From playing Frankie on Fellow Travelers to Nick Carraway in The Great Gatsby on Broadway, Noah J. Ricketts has become quite the time traveler, playing period piece perfection.

In Fellow Travelers, Ricketts was a scene-stealer as Frankie, a drag artist who was part of the group of gay men which the Showtime series followed from the 1950s Lavender Scare, through the emergence of HIV/AIDS in the ‘80s.

Previously, Ricketts had appeared in other series like High Fidelity and American Gods, but Fellow Travelers was the first time he would be playing a drag queen, a moment he recalled while on The Drew Barrymore Show with the rest of the Fellow Travelers cast.

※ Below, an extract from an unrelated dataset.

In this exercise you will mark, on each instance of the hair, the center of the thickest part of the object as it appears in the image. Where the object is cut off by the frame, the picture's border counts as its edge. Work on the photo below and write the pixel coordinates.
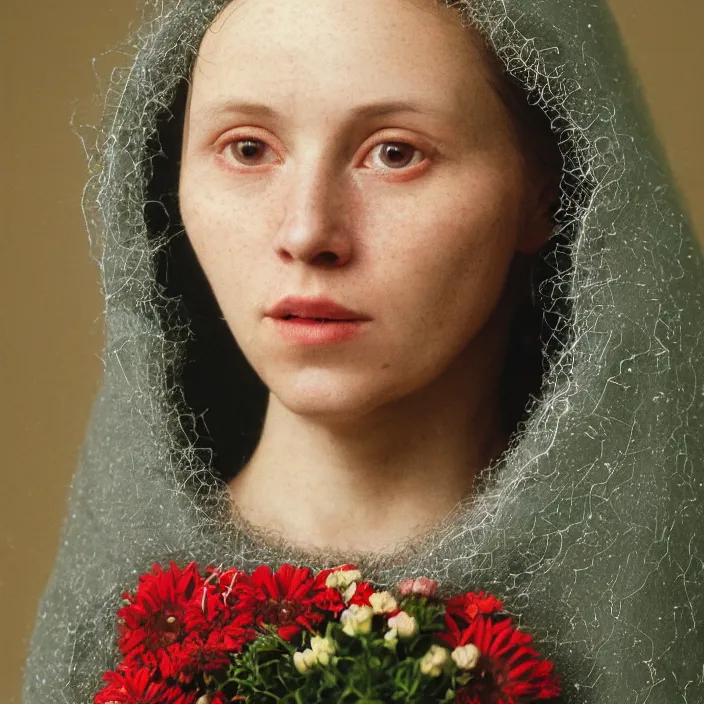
(219, 382)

“It was pretty wild. The first time I was in full drag was the day of my screen test,” Ricketts told Drew Barrymore Show co-host, Ross Mathews. “I remember walking down the hallway to the set and I had been in makeup and hair for so long, I totally forgot what I looked like.”

He continued, “So I’m walking, and my heels are clacking on the ground, and all of a sudden everything stops and everyone looks at me. And I’m like, oh God I’m getting fired, and then I realized, oh no, they’re enthralled by my beautiful presence. And I felt the sensation of how powerful it is to be a drag queen, and to capture the attention of an entire room. It was an experience I’ll never forget.” 

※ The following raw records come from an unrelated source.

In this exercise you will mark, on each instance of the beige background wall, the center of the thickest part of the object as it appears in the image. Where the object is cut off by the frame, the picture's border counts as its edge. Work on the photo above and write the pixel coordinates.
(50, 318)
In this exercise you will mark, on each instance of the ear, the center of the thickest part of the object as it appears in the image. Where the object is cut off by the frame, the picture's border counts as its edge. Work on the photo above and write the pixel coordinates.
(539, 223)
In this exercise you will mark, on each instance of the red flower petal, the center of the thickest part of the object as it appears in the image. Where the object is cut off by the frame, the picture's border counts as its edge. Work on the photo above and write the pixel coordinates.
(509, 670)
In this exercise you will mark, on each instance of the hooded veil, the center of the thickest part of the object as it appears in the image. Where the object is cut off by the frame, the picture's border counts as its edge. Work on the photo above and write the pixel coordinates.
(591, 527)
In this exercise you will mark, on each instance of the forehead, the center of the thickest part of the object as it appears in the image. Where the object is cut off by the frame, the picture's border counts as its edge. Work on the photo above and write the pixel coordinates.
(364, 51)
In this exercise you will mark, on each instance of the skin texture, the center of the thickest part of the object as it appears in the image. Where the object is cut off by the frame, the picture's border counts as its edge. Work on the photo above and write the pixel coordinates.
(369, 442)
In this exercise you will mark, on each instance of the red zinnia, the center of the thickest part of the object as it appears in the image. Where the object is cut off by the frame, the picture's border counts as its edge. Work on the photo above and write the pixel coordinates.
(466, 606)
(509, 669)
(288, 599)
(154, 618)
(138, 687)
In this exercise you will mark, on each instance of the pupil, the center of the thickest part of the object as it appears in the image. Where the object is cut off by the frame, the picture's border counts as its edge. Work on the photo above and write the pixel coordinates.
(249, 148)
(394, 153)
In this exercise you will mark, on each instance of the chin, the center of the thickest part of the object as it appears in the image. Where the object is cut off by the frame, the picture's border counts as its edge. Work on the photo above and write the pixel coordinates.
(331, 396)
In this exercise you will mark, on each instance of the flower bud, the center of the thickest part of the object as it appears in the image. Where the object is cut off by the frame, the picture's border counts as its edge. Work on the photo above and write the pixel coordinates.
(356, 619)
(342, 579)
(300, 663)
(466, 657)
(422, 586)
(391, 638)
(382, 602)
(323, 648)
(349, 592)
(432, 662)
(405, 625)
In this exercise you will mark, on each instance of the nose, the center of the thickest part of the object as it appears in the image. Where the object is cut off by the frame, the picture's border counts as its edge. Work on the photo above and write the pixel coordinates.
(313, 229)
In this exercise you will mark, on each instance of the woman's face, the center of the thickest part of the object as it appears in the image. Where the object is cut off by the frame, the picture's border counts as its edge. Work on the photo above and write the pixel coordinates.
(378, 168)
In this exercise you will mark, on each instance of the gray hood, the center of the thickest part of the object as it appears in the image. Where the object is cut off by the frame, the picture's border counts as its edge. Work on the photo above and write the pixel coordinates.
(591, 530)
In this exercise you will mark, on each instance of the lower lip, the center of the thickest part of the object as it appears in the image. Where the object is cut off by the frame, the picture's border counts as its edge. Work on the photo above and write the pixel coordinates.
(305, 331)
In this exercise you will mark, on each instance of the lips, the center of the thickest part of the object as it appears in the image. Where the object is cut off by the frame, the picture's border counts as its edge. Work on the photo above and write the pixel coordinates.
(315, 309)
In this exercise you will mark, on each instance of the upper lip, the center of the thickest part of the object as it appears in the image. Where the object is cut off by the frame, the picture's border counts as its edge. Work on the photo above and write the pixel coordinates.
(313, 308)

“I love Frankie, I love that even in the ‘50s he paints his nails and pulls his hair back, and unapologetically is himself,” he added.

In one Fellow Travelers scene, Ricketts sang “Santa Baby,” sleighing (ahem) the holiday standard, but the stage and screen actor is no stranger to showing off his impressive vocal range.

In addition to roles on television, he previously played Kristoff in the Broadway adaptation of Disney’s Frozen, and he was also in Beautiful: The Carole King Musical, appearing in both the Broadway and touring companies. His latest role takes him back to the “roaring ‘20s” as Nick Carraway, the sexually ambiguous narrator of The Great Gatsby, in a new Broadway musical adaptation of the F. Scott Fitzgerald classic novel.

Ricketts might be busy on Broadway, but he will also appear in the upcoming short film, 808. Directed by Sierra Schnack, the short is about “unmitigated joy in queer nightlife and the reality of choosing happiness over safety.” He also proved he has the range when he was featured in the cast of the 2023 gay horror comedy, Summoning Sylvia.

In an interview with Edge Media Network, Ricketts said playing Frankie was revolutionary in Fellow Travelers “because it is the black and brown drag queens, trans women that are responsible for this gay liberation movement that we experience today. So getting to put those heels away and fight the good fight was an awesome experience.”

He might be giving viewers a crash course in queer history, but Ricketts is the future of queer actors proudly stepping into the spotlight.